本文所述的工具和命令适用Windows+BVLC Caffe的CPU或GPU版本 (需要提前在机器上安装BVLC Caffe并成功编译); 以及Windows+ clCaffe的版本, 但clCaffe是基于Intel Skylake及以后的处理器核显做硬件加速的修改版,使用时要注意。
- 准备自己的图片数据。这里仍然使用kaggle的dogsvscats(猫狗大战)的图片,下载地址:https://www.kaggle.com/c/dogs-vs-cats-redux-kernels-edition/data。
- 下载预训练好的模型文件包
BVLC提供的Model Zoo里有很多训练好的经典模型,这里我们选择使用imagenet的一个1000分类模型,这是caffe团队用imagenet图片进行训练,迭代30多万次,训练出来的一个model,这个model将图片分为1000类。模型的下载地址:http://dl.caffe.berkeleyvision.org/bvlc_reference_caffenet.caffemodel
在准备好了自己的图片数据集,并且下载了预训练的模型相关文件后,我们就可以开始fine- tune了。首先需要将自己的图片数据分成train和val的数据集,并且转换成LMDB格式,并生成均值文件。因为我们fine-tuning 需要基于我们自己数据的LMDB和均值文件来进行。关于数据处理的详细步骤仍请参考这篇文章。
- 修改网络文件的路径和文件名
net:后面改为实际使用的网络文件的路径和名称 - 修改test_iter
原来的test_iter为1000,因为我们目前的测试数据比较少,总共只有5000个图片,batch_size是50,所以我们将这个值改为100 - 将base_lr从0.01降为0.001。微调时的base_lr不要太大
- max_iter也改小一点,因为我们没有那么多数据,我们先改为10000看看效果
- stepsize改小一点,我们改为5000。一方面是max_iter现在是10000,stepsize比它大就没有意义了。另一方面是因为我们在实际训练中希望学习率下降的快一点,所以在达到stepsize次iteration达到后learning rate可以变得更小
- display改成100,每100次迭代打印一次
- snapshot_prefix改成我们需要的路径和名字
- 其他参数不变
#imagenet net: "models/bvlc_reference_caffenet/train_val.prototxt" test_iter: 1000 test_interval: 1000 base_lr: 0.01 lr_policy: "step" gamma: 0.1 stepsize: 100000 display: 20 max_iter: 450000 momentum: 0.9 weight_decay: 0.0005 snapshot: 10000 snapshot_prefix: "models/bvlc_reference_caffenet/caffenet_train" solver_mode: GPU
#dogsvscats net: "train_val.prototxt" test_iter: 100 test_interval: 500 base_lr: 0.001 lr_policy: "step" gamma: 0.1 stepsize: 5000 display: 100 max_iter: 10000 momentum: 0.9 weight_decay: 0.0005 snapshot: 5000 snapshot_prefix: "models/finetune" solver_mode: GPU
- 修改data层的data source和mean file信息,改成我们自己的LMDB和meanfile的路径和文件名
- Crop_size 改为208。因为我们的数据在前面生成meanfile时已经被resize则为208*208,所以不改的话会因为data size不匹配而报错,如下图。

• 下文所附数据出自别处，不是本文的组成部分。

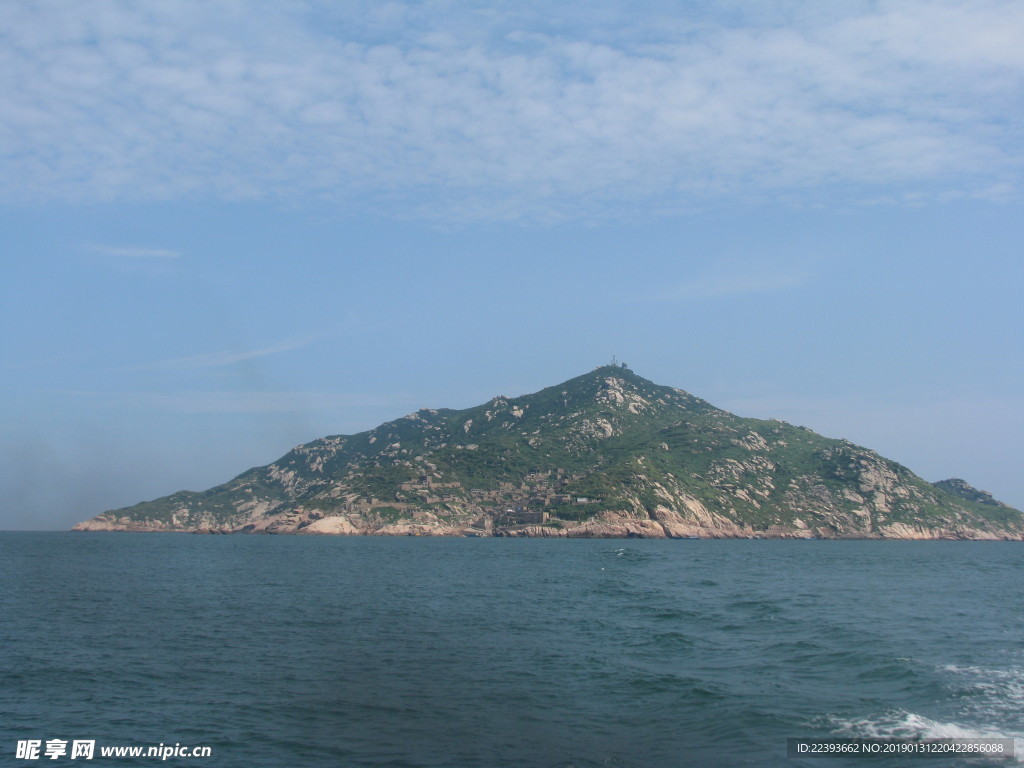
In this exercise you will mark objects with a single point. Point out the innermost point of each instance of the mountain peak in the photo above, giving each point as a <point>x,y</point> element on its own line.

- 最后一层的输出分类num_output从1000改为2. 因为例子中是1000个分类的问题,而我们这个是2分类的问题。在Fine-tune自己的数据时,这一层通常是需要修改的。
- 修改最后一个全连接层的层名,改为”fc8-dogcat”,这样的话会因为已训练好的模型中没有这个层的层名,就会以新的随机值初始化这一层,这样也就达到了我们适应新任务的目的。注意这里只要用到最后一层名字的地方都要修改,可以批量替换一下。
- 加快最后一层的学习速率,这样做的目的是让新修改的这一层用新的data重新学习,因此需要更快的学习速率,因此我们将,weight和bias的学习速率加快10倍。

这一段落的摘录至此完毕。